For a start, it is not even driven by science. It is driven by religious dogma (though occasionally given a pseudo-scientific veneer, much like homeopathy).

Not only has it been almost half a century since psychiatry last considered homosexuality a "disorder" but for decades all reputable practitioners have held that attempts to change a person's fundamental sexual orientation are damaging and almost always likely to fail.

There will always be cranks with ideas driven by religious zealotry impervious to sense and evidence. I do not propose they are arrested.

I do not demand that their websites are shut down or their books banned, but equally I can't see any reason why a venue should have to rent them halls, or an ISP be compelled to host their website, or a printing works forced to run their books off its presses.

Their predecessors in groups like the True Freedom Trust and Courage UK had an easier time. In past decades, lesbian and gay people were more likely to feel isolated, marginalised and full of shame. It was much easier for these groups to target the confused and conflicted.

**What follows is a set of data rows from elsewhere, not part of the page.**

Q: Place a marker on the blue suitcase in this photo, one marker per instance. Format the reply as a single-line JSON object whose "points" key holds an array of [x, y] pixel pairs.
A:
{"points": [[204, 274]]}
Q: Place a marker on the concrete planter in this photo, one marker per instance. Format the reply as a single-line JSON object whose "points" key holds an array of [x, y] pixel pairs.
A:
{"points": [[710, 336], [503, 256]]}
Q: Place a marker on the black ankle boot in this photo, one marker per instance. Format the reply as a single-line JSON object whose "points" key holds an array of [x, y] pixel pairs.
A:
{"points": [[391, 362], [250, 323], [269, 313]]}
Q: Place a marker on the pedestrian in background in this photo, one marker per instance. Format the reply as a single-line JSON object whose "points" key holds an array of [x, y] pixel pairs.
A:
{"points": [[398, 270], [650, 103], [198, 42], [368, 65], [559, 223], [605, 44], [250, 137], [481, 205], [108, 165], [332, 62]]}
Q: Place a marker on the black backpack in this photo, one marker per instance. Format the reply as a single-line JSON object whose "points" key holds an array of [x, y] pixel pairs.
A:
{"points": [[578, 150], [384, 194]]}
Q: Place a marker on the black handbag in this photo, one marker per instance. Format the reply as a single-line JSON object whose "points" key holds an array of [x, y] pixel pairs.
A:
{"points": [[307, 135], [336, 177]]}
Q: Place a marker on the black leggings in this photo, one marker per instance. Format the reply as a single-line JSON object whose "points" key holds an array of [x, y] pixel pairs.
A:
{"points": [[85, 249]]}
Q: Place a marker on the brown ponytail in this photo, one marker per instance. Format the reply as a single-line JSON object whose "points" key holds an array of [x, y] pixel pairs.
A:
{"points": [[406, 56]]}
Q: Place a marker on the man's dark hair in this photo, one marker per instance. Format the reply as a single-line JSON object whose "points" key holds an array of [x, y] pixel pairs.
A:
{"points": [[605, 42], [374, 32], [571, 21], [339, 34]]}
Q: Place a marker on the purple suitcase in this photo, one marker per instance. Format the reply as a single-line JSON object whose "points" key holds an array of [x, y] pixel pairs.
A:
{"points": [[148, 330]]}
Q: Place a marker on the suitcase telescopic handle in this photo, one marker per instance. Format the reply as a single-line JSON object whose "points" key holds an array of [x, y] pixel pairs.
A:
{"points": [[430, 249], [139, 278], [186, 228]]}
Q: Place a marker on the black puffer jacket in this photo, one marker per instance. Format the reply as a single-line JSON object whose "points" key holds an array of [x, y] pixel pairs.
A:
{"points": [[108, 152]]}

But even then "success" as it was proved so illusive that Courage UK gave up and admitted failure. It is now a gay-affirming ministry.

Today, with millions of averagely happy and well-adjusted gay and lesbian people in Britain, the Core Issues Trust must be one of the last hold-outs for this religious-inspired gobbledygook.

With reputable science, medicine and psychiatry contradicting them, the dismal track record of similar "ex-gay" projects, and the life experience of millions as testimony to their error, they're in a desperate corner and understandably frustrated.

Nevertheless, the Core Issues Trust must accept that few will want to facilitate the dissemination of their bizarre ideas, even though they're perfectly entitled to hold them. But their freedom of speech is intact.

Brett Lock is a campaigner with the gay rights group, OutRage!